Build with multimodal AI from Google

Open Source
Artificial Intelligence
Development

Gemma 3 is Google's new models for multimodal AI (text, images, video). 1B-27B sizes, 128K context, 140+ languages. Includes ShieldGemma 2 for safety.

Top comment

Hi everyone!

Check out Gemma 3, Google's latest family of models for building multimodal AI applications!

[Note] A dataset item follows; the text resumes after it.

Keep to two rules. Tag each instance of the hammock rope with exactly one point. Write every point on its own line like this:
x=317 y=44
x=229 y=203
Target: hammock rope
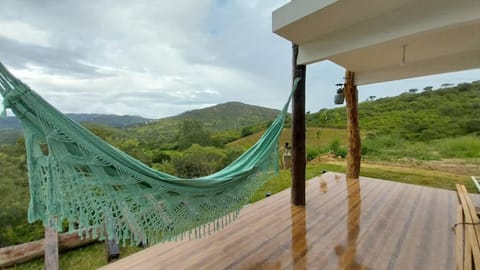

This is a big step up from the previous Gemma versions, adding video understanding and a much larger context window.

Key features:

🖼️ Multimodal: Handles text, images, and short videos.
🧠 Multiple Sizes: Available in 1B, 4B, 12B, and 27B parameter versions.
↔️ 128K Context Window: A major increase, allowing for processing much more information.
🌍 Multilingual: Supports over 35 languages out-of-the-box, pretrained on over 140.
🛠️ Integrates with Hugging Face Transformers, Ollama, JAX, Keras, PyTorch, Unsloth, vLLM, and Gemma.cpp.
🛡️ It Includes a separate 4B model, ShieldGemma 2, for image safety classification.
⚡ Optimized for NVIDIA GPUs, Google Cloud TPUs, and AMD GPUs.

Gamma 3 is a clear sign of how quickly the multimodal AI space is advancing.

Let's start exploring its capabilities in Google AI Studio!

Comment highlights

I have to say Gemini 2 powered by Gemma3 is just incredible in its multimodality capability! The image generating and editing in the chat interface blew me away - I was able to create and modify images right in the conversation flow without switching between tools and uploading and downloading repeatingly,, This kind of seamless integration between text and visual creation is exactly what I've been waiting for in AI assistants. The quality and speed of the image generation is impressive too, much more responsive than other multimodal models I've tried. grats on the launch!

Google is not stopping. This is a solid addition to the multimodal space and makes me wonder what cool stuff could be a good starting point to build with it.